HRW urges Lebanon to extend school registration deadline for Syrian kids

Share
3 min read
Lebanon, which is facing its own protracted political and economic crises, hosts around two million Syrian refugees. (AFP)
Share
  • The rights body also asked the government to end policies that block refugee children's access to education.
  • Lebanon hosts 660,000 school-age Syrian refugee children, but 30 percent – 200,000 – have never been to school

Lebanon’s Education Ministry should extend the December 4, 2021, school registration deadline for Syrian children and end policies that are blocking Syrian refugee children’s access to education, Human Rights Watch said on Friday.

Thousands of Syrian refugee children have been out of school, blocked by policies that require certified educational records, legal residency in Lebanon, and other official documents that many Syrians cannot obtain.

HRW said in a statement that “tardy Education Ministry decisions” mean that many Syrian children may be unable to register by December 4.

Syrian children are not automatically enrolled in school each year. Each fall, humanitarian groups must wait for the ministry’s official guidance in a question and answer document, which this year only came on November 29, before they can reach out to and support Syrian communities to enroll their children.

Most Syrian children must also wait to register until the ministry publishes a list of schools that will run second-shift classes for these children. The list was disseminated on November 30.

“There is no excuse for policies that block Syrian children from going to school and leave them with nowhere to turn for a better future,” said Bill Van Esveld, associate children’s rights director at Human Rights Watch.

“The education minister has inherited petty, discriminatory rules that are still undermining education for refugee children a decade after the Syria conflict began, and he should end them.”

Lebanon hosts 660,000 school-age Syrian refugee children, but 30 percent – 200,000 – have never been to school, a 2021 UN assessment found, and almost 60 percent were not enrolled in school in recent years.

Registration numbers this year have been very low, according to humanitarian groups. Since 2019, when schools were closed for lengthy periods in response to widespread anti-corruption protests and the Covid-19 pandemic, even Syrian children who were enrolled received little to no distance learning.

The majority of Syrian students attend second-shift classes at public schools, which have not yet opened. Regular classes at public schools opened on October 11, after the ministry reached a temporary agreement with teachers who had threatened to strike over low wages due to Lebanon’s financial crisis. Second-shift teachers, who work on short-term contracts, have also threatened to strike over unpaid and low wages.

Syrian children seeking to attend regular classes must wait until after Lebanese children are enrolled for unfilled spaces. Fewer spaces are available because about 54,000 Lebanese students transferred from private to public schools during the 2020-21 school year as the economic situation in the country has crumbled.

At least 90 percent of Syrian refugees are now living below Lebanon’s extreme poverty line, up from 55 percent in 2019.

HRW said the Education Ministry requires Syrian children to have legal residency to enroll in secondary school and to take the national Brevet examinations after nine years of primary education and the Baccalaureate examination at the end of secondary school.

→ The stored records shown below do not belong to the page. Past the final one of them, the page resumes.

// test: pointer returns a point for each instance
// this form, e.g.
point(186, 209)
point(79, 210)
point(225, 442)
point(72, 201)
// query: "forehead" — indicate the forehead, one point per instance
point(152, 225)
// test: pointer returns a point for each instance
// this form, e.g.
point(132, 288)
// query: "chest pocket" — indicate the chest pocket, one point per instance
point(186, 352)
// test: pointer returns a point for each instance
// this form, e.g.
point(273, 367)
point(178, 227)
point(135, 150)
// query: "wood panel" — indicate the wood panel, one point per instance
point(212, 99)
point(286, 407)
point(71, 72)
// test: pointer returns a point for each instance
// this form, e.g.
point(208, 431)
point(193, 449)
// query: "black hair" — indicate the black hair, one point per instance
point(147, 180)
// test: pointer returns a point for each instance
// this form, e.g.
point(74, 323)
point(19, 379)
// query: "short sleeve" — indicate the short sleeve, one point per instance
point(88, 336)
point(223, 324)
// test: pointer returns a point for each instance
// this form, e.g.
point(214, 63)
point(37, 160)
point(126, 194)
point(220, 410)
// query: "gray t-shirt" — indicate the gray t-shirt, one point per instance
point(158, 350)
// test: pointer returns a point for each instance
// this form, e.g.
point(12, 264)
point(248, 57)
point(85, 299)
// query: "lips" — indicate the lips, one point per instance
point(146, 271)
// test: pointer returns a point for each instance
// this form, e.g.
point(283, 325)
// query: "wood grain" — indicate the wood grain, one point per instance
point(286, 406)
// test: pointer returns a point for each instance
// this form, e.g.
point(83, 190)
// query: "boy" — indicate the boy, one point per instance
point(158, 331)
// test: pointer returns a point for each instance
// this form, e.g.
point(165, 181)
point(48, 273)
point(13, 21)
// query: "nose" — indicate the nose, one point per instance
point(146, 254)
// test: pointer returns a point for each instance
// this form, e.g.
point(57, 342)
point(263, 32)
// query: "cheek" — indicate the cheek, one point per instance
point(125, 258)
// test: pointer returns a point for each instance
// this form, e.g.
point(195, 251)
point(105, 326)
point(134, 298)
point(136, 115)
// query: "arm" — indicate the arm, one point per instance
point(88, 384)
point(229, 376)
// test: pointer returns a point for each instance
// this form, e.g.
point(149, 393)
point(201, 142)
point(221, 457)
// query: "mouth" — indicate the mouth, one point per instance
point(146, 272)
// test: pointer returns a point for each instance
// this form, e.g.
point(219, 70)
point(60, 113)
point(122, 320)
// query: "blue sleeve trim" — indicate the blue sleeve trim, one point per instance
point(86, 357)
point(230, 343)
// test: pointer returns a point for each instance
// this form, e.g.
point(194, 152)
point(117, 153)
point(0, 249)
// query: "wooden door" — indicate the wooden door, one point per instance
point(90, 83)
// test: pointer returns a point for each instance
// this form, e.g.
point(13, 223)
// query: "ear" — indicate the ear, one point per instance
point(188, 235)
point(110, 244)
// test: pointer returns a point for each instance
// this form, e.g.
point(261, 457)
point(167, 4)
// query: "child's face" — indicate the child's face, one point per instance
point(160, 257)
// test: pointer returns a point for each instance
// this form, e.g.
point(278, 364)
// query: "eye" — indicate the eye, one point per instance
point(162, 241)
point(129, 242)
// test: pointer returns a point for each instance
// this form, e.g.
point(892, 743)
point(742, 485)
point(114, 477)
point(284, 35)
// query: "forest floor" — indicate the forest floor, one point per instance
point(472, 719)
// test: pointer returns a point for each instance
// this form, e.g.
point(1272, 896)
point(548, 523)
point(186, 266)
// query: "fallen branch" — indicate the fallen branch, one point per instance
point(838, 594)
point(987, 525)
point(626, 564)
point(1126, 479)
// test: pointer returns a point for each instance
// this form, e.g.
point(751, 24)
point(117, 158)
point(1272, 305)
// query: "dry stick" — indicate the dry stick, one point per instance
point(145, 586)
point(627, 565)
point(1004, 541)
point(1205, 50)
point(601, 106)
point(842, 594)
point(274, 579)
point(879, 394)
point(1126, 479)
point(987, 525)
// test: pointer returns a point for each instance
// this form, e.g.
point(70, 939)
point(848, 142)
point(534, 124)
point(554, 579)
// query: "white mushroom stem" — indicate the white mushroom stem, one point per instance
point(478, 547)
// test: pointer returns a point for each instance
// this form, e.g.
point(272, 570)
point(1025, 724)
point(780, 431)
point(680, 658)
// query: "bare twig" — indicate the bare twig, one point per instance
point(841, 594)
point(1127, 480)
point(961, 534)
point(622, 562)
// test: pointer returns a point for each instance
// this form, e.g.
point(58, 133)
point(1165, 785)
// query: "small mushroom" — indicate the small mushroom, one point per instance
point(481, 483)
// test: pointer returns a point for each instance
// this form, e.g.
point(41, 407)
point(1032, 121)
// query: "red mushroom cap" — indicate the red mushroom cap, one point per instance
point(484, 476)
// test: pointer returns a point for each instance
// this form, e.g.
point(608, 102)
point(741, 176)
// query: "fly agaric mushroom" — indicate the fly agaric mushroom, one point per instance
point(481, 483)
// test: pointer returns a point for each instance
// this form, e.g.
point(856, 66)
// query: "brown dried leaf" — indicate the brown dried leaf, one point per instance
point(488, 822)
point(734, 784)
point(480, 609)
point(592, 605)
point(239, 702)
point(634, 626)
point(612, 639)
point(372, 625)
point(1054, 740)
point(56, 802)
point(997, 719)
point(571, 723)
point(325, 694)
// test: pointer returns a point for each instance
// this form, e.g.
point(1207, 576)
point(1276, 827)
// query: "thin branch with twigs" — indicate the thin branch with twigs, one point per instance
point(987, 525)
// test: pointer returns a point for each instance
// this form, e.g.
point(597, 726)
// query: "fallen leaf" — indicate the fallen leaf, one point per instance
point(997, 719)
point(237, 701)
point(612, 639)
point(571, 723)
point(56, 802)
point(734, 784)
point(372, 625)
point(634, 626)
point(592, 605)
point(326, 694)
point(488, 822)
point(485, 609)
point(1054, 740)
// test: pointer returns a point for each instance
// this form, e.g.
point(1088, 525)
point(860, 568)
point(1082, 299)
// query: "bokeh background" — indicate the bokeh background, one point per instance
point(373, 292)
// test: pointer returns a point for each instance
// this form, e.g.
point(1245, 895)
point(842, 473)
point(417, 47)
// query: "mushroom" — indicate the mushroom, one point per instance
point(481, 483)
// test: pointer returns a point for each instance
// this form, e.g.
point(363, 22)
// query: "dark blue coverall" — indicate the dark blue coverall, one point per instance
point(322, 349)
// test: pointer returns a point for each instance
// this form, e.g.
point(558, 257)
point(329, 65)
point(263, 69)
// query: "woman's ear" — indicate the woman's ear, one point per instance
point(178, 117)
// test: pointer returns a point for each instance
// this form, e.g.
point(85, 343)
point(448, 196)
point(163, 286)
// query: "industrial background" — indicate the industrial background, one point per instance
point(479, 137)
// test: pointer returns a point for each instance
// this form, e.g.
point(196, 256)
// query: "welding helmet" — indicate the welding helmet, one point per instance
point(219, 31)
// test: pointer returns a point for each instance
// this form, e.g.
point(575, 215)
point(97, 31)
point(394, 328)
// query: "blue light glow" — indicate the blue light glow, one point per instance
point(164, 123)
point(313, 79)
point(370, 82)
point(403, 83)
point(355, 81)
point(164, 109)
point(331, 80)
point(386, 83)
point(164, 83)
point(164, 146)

Fewer than 16 percent of Syrian refugees in Lebanon have legal residency, according to the 2021 UN assessment. Most Syrians in Lebanon must meet onerous requirements to obtain residency, including a US$200 annual fee.

About 40,000 Syrian students in Lebanon have attended non-formal education programs run by humanitarian groups, but in prior years the Education Ministry restricted children from transitioning to formal education unless it had certified their non-formal program.